Menariknya, kelompok di Baylor tidak dapat mengumpulkan minat atau pendanaan di AS untuk vaksin mereka. Sebaliknya, teknologi yang lebih baru seperti vaksin mRNA melaju ke depan, meskipun desain vaksin Bottazzi dan Hotez lebih maju, berkat pekerjaan mereka sebelumnya selama wabah SARS di 2003 dan MERS di 2012.

Dibuat untuk atasi kesenjangan vaksin

“Vaksin subunit protein memiliki keunggulan dibandingkan vaksin mRNA dalam hal mereka dapat dengan mudah diproduksi menggunakan teknologi DNA rekombinan mapan yang relatif murah dan cukup mudah untuk ditingkatkan,” kata Ferran.

Teknologi rekombinan protein serupa yang telah ada selama 40 tahun telah digunakan untuk vaksin Novavax COVID-19, yang tersedia untuk digunakan di 170 negara, dan vaksin hepatitis B rekombinan.

“Vaksin ini dapat diproduksi dalam skala yang jauh lebih besar karena fasilitas manufaktur yang sesuai telah tersedia. Juga, kunci untuk akses global adalah bahwa CORBEVAX dapat disimpan di lemari es biasa,” tambah Ferran.

Oleh karena itu, menurutnya, sangat mungkin untuk memproduksi jutaan dosis vaksin ini dengan cepat dan mendistribusikannya dengan relatif mudah.

“Sebagai perbandingan, memproduksi vaksin mRNA lebih mahal dan rumit karena didasarkan pada teknologi yang lebih baru, bergantung pada pekerja yang sangat terampil dan seringkali memerlukan suhu yang sangat rendah untuk penyimpanan dan pengangkutan,” jelasnya.

Perbedaan utama lainnya lanjut Ferran, vaksin CORBEVAX dikembangkan dengan mempertimbangkan akses vaksin global. Tujuannya adalah untuk membuat vaksin yang murah, mudah diproduksi dan diangkut menggunakan metode yang teruji dan aman.

Pentingnya pemerataan vaksin

Menurut Ferren, ada banyak alasan mengapa akses global ke vaksin tidak adil. Misalnya, pemerintah negara-negara kaya membeli vaksin lebih dulu, sehingga membatasi pasokan.

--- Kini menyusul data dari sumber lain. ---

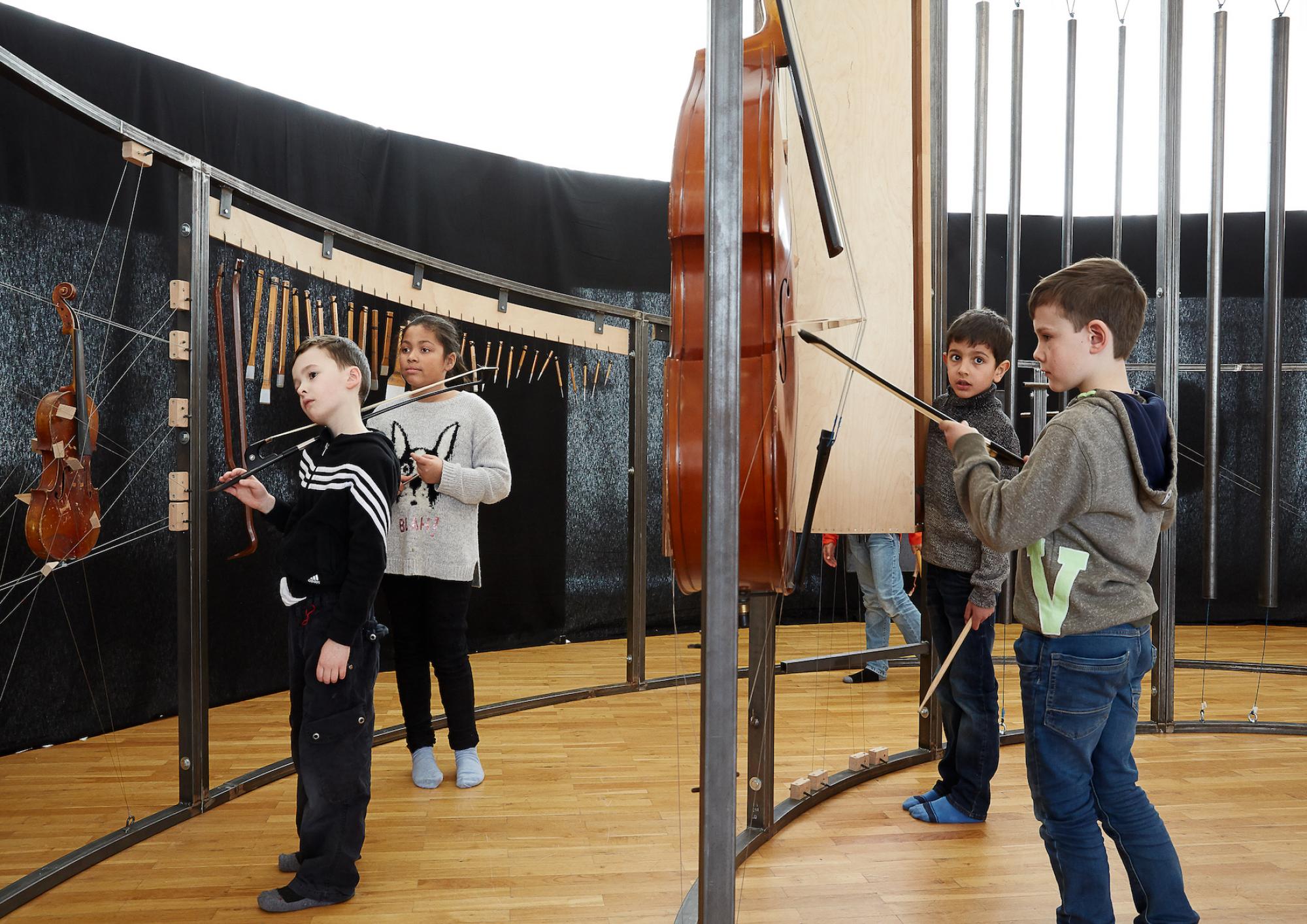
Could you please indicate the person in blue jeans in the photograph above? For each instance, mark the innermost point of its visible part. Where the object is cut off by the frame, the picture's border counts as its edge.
(1085, 514)
(875, 559)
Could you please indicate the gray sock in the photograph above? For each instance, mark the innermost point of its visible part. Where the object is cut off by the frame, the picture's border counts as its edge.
(470, 772)
(425, 773)
(276, 902)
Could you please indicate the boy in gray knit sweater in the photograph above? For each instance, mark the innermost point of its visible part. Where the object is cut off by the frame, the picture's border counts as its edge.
(964, 577)
(1085, 513)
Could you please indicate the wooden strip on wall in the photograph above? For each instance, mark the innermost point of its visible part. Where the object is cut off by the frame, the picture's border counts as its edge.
(265, 239)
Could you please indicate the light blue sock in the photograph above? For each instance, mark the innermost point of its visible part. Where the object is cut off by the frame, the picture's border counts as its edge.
(425, 773)
(929, 797)
(942, 812)
(470, 772)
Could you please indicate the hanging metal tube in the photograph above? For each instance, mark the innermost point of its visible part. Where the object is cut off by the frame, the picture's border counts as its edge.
(1166, 365)
(1019, 39)
(1121, 140)
(1274, 283)
(939, 188)
(976, 293)
(1216, 246)
(1070, 159)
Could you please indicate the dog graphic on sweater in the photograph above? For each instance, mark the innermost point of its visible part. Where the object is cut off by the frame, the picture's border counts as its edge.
(445, 444)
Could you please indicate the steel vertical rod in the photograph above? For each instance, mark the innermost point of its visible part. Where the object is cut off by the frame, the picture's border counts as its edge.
(723, 201)
(1121, 140)
(1019, 44)
(1274, 283)
(939, 188)
(1070, 154)
(1168, 326)
(1019, 39)
(976, 293)
(1216, 246)
(637, 505)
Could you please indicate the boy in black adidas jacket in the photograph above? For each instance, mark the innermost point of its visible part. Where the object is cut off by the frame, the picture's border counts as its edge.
(333, 556)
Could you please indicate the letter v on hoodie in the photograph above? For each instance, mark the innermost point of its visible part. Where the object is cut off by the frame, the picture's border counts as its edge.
(1085, 512)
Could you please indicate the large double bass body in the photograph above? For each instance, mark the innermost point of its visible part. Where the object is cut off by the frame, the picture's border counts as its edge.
(768, 364)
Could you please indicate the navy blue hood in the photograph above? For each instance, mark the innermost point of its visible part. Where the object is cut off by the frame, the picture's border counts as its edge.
(1148, 421)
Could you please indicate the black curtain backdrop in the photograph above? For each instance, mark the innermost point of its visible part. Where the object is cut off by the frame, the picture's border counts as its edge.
(1242, 331)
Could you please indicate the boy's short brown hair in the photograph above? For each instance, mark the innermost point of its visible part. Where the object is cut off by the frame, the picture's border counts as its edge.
(982, 327)
(347, 354)
(1099, 288)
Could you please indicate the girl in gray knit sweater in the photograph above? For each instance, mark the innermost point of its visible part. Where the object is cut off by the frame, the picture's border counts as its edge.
(453, 459)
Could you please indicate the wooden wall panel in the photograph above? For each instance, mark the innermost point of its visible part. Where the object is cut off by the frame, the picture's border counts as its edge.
(861, 67)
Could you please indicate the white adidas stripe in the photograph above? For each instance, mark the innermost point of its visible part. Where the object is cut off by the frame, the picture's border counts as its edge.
(347, 478)
(365, 482)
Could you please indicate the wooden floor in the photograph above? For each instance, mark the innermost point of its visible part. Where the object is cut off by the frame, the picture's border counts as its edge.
(587, 814)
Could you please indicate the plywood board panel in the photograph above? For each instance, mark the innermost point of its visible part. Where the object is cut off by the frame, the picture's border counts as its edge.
(859, 56)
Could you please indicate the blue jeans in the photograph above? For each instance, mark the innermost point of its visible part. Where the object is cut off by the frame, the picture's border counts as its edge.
(875, 560)
(969, 695)
(1082, 696)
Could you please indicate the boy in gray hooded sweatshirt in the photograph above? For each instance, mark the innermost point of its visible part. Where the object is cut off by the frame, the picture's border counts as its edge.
(1085, 513)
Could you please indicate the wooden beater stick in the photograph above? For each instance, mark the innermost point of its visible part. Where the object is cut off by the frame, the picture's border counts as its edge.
(373, 359)
(282, 352)
(939, 675)
(270, 346)
(386, 351)
(254, 331)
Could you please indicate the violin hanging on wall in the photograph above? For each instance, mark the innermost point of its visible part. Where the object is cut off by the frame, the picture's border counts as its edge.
(63, 514)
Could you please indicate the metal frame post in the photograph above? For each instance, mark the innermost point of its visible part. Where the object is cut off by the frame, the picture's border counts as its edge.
(1168, 327)
(723, 219)
(976, 289)
(1216, 246)
(761, 713)
(1121, 140)
(637, 503)
(191, 382)
(1274, 287)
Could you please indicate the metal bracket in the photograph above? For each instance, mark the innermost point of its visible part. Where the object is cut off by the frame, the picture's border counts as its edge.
(138, 154)
(180, 346)
(178, 412)
(180, 295)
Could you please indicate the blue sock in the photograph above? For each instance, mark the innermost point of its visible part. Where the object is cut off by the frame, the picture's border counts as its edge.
(942, 812)
(929, 797)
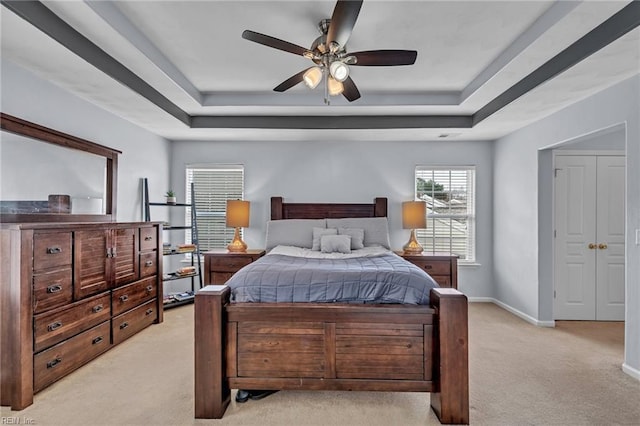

Sementara negara-negara berkembang memiliki kapasitas produksi vaksin, negara-negara berpenghasilan rendah dan menengah di Afrika, Asia dan Amerika Latin masih harus membayar biaya pemesanan.

Pemerintah India telah memesan 300 juta dosis CORBEVAX, dan BioE berencana memproduksi lebih dari 1 miliar dosis suntikan untuk orang-orang di negara berkembang.

Untuk konteksnya, AS dan negara-negara G7 lainnya telah berjanji untuk menyumbangkan lebih dari 1,3 miliar dosis vaksin COVID-19, namun hanya 591 juta dosis yang telah dikirimkan.

Angka-angka ini berarti bahwa jika BioE mampu menghasilkan 1,3 miliar dosis CORBEVAX seperti yang direncanakan, vaksin ini akan menjangkau lebih banyak orang daripada yang divaksinasi oleh vaksin yang disumbangkan dan dikirim oleh negara-negara kaya.

Ferren mengatakan, kemunculan varian Omicron seharusnya dijadikan pelajaran. Salah satu faktor munculnya varian ini adalah ketimpangan vaksin. Varian baru dapat menyebar ke seluruh dunia dengan cepat dan lebih mungkin berkembang pada orang yang tidak divaksinasi dan terus muncul selama tingkat vaksinasi global tetap rendah.

“Tidak mungkin booster akan mengakhiri pandemi ini. Sebaliknya, mengembangkan vaksin yang dapat diakses secara global seperti CORBEVAX merupakan langkah pertama yang penting dalam memvaksinasi dunia dan mengakhiri pandemi ini,” tutupnya.